Solution 9: Newton’s Method

Hide code cell content
import mmf_setup; mmf_setup.nbinit()
import os
from pathlib import Path
import logging
logging.getLogger("matplotlib").setLevel(logging.CRITICAL)
logging.getLogger('numba').setLevel(logging.CRITICAL)
logging.getLogger('OMP').setLevel(logging.CRITICAL)
%matplotlib inline
import numpy as np, matplotlib.pyplot as plt

This cell adds /home/docs/checkouts/readthedocs.org/user_builds/iscimath-583-fractals/checkouts/latest/src to your path, and contains some definitions for equations and some CSS for styling the notebook.

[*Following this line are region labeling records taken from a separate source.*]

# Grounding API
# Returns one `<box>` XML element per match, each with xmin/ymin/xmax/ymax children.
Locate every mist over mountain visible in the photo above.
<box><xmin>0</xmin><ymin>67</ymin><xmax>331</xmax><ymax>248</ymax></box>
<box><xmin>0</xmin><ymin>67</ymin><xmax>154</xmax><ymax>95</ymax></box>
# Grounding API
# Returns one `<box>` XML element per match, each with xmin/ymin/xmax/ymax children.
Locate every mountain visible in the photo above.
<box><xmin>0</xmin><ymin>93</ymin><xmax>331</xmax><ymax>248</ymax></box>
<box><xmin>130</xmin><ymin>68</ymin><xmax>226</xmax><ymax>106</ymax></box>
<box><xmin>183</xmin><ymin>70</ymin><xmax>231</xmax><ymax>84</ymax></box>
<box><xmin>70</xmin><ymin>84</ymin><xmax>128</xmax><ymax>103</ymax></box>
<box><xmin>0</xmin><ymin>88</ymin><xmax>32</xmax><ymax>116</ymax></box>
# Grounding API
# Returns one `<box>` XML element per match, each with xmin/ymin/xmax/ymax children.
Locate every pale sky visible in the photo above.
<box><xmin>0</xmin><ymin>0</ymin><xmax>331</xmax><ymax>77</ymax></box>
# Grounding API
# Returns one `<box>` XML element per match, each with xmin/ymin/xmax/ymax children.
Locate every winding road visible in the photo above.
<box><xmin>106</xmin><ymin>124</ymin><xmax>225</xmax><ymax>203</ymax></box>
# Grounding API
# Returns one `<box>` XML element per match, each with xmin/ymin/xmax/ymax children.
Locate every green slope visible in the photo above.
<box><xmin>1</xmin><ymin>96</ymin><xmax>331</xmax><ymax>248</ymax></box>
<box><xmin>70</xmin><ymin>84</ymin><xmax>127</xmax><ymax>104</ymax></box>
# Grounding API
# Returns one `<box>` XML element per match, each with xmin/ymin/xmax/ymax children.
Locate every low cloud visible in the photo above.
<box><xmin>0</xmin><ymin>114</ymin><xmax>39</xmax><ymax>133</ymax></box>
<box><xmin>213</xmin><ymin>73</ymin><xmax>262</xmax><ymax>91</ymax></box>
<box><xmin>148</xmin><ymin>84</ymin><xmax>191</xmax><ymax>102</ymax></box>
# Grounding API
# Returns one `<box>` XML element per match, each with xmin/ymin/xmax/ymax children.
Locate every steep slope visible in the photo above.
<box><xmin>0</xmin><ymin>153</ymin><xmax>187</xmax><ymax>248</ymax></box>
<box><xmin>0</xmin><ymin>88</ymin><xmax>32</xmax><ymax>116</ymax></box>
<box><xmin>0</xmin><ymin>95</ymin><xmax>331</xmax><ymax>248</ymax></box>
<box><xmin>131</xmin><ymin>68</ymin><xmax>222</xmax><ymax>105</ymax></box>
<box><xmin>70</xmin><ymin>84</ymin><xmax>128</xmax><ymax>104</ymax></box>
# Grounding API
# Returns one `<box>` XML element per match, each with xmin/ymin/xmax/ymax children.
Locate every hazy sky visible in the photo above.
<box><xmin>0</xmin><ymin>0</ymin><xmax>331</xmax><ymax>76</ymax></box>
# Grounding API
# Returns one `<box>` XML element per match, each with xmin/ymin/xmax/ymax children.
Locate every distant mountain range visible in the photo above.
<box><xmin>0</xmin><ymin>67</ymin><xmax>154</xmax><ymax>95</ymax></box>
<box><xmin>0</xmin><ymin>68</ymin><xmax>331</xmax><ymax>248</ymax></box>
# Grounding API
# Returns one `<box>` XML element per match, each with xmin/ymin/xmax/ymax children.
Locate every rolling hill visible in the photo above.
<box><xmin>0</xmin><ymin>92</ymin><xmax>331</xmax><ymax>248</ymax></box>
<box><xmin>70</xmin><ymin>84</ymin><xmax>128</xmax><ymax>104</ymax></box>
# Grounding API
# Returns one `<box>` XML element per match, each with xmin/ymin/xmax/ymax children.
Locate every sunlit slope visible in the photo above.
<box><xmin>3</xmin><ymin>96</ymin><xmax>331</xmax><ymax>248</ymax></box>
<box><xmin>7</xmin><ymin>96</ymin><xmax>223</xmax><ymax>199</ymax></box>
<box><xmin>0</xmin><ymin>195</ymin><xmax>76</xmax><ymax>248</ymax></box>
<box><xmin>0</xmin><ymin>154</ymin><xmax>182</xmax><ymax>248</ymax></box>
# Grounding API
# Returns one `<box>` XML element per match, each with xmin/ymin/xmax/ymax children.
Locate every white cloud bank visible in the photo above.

If things look a bit strange, please try the following:

  • Choose "Trust Notebook" from the "File" menu.
  • Re-execute this cell.
  • Reload the notebook.

Solution 9: Newton’s Method#

Here is one way to try to find an attractive cycle. Let’s start with the original cubic polynomial \(g(z) = z^3 - 1\) and move the root at \(r_1 = 1\) to a new root at \(c\), which will be our “parameter”:

\[\begin{gather*} g(z) = \frac{(z^3 - 1)(z-c)}{z-1} = \underbrace{(z^2 + z + 1)}_{(z-q)(z-\bar{q})}(z-c),\\ g'(z) = 3z^2 + (2z + 1)(1-c), \\ g''(z) = 6z + 2(1-c) = 6\Bigl(z - \underbrace{\frac{c-1}{3}}_{z_0}\Bigr). \end{gather*}\]

Our Newton iteration is

\[\begin{gather*} f(z) = \frac{2z^3 + z^2(1-c) + c} {3z^2 + (2z + 1)(1-c)},\qquad z_0 = \frac{q + q^* + c}{3} = \frac{c-1}{3},\\ f'(z) = \frac{\overbrace{(z^2 + z + 1)(z - c)}^{g(z)}\overbrace{2(3z + 1 - c)}^{g''(z)}} {(3z^2 + (2z+1)(1-c))^2} \end{gather*}\]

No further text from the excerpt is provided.